I am currently benchmarking and optimizing a program that makes heavy use of rdrand
instructions.
When looking for suspected performance penalties from misaligned loads/stores, I noticed an excessively high value of the ls_misal_loads.ma64
(64-byte misaligned loads) performance counter, which clearly wasn't caused by the program's memory accesses alone. In fact, the value seemed to directly depend on the number of rdrand
instructions executed.
Even further, perf
reported a very high number of data cache accesses, which are seemingly caused by rdrand
as well.
Take the following minimalistic example program (rd.asm):
bits 64
global main
main:
mov rdx, 1000000 ; counter
.loop:
rdrand rax
dec rdx
jne .loop
ret
Compile with
nasm -f elf64 rd.asm
gcc rd.o
Then
perf stat -e instructions,all_data_cache_accesses,ls_misal_loads.ma64 -- ./a.out
yields for counter = 1,000,000:
Performance counter stats for './a.out':
3,666,525 instructions
24,422,483 all_data_cache_accesses
3,022,185 ls_misal_loads.ma64
...and for counter = 2,000,000:
Performance counter stats for './a.out':
6,695,889 instructions
48,458,162 all_data_cache_accesses
6,016,069 ls_misal_loads.ma64
So, doubling the number of executed rdrand
instructions seems to double the number of data cache accesses and misaligned loads.

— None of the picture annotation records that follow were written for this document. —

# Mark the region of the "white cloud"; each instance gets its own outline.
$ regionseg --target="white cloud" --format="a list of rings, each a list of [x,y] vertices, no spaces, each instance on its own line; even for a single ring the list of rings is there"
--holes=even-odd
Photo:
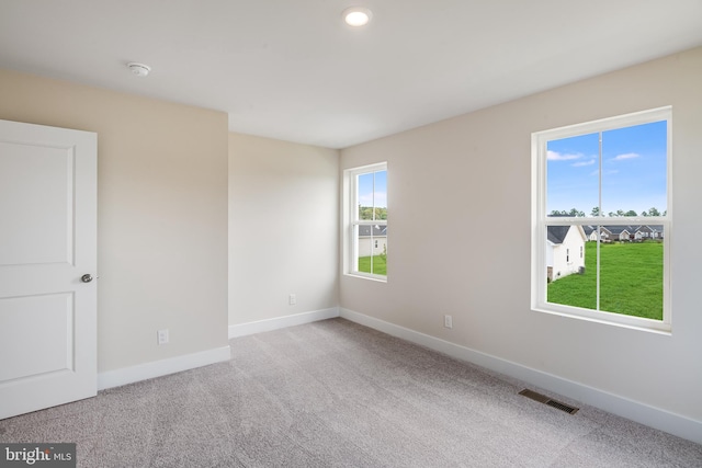
[[[604,171],[602,172],[602,175],[612,175],[612,174],[616,174],[619,171],[616,169],[611,169],[609,171]],[[590,175],[598,175],[600,173],[600,170],[595,170],[592,172],[590,172]]]
[[[570,161],[580,158],[582,158],[582,155],[568,155],[551,150],[546,151],[546,159],[548,161]]]
[[[372,193],[359,194],[359,204],[361,206],[372,206],[373,205],[373,194]],[[385,193],[385,192],[375,192],[375,206],[377,206],[377,207],[386,207],[387,206],[387,193]]]
[[[616,157],[614,157],[612,159],[612,161],[623,161],[624,159],[634,159],[634,158],[639,158],[641,155],[637,155],[635,152],[625,152],[624,155],[619,155]]]
[[[581,168],[584,165],[592,165],[595,164],[595,159],[590,159],[589,161],[580,161],[580,162],[575,162],[570,165],[573,165],[574,168]]]

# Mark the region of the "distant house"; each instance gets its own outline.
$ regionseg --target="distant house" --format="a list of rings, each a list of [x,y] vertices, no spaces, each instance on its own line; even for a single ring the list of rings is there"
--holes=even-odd
[[[387,226],[359,226],[359,256],[387,253]]]
[[[609,231],[612,233],[611,240],[632,240],[634,231],[631,226],[608,226]]]
[[[584,229],[588,240],[597,241],[596,226],[585,226]],[[663,239],[663,233],[660,225],[600,226],[602,242]]]
[[[596,226],[584,226],[585,235],[588,240],[597,241],[597,227]],[[600,237],[602,238],[602,242],[609,242],[612,236],[612,231],[610,231],[605,226],[600,226]]]
[[[546,275],[556,281],[585,269],[585,242],[588,237],[582,226],[548,226],[546,237]]]

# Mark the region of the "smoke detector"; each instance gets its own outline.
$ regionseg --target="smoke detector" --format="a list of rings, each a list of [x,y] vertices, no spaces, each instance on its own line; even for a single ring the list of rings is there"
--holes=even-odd
[[[149,75],[149,71],[151,71],[151,67],[148,65],[137,64],[136,61],[127,64],[127,67],[129,67],[129,70],[137,77],[146,77]]]

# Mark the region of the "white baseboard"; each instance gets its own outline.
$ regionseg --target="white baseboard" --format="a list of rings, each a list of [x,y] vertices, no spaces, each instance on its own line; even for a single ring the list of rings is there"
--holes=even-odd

The measurements were done on an AMD EPYC 7763 CPU.
My questions:
- What is going on here? Why does
rdrand
(seem to) produce cache accesses, though it is supposed to be implemented solely on the CPU? - Can this high number for the given performance counter be dismissed as an artifact, or does it imply a further performance penalty besides the one caused by the latency of
rdrand
itself?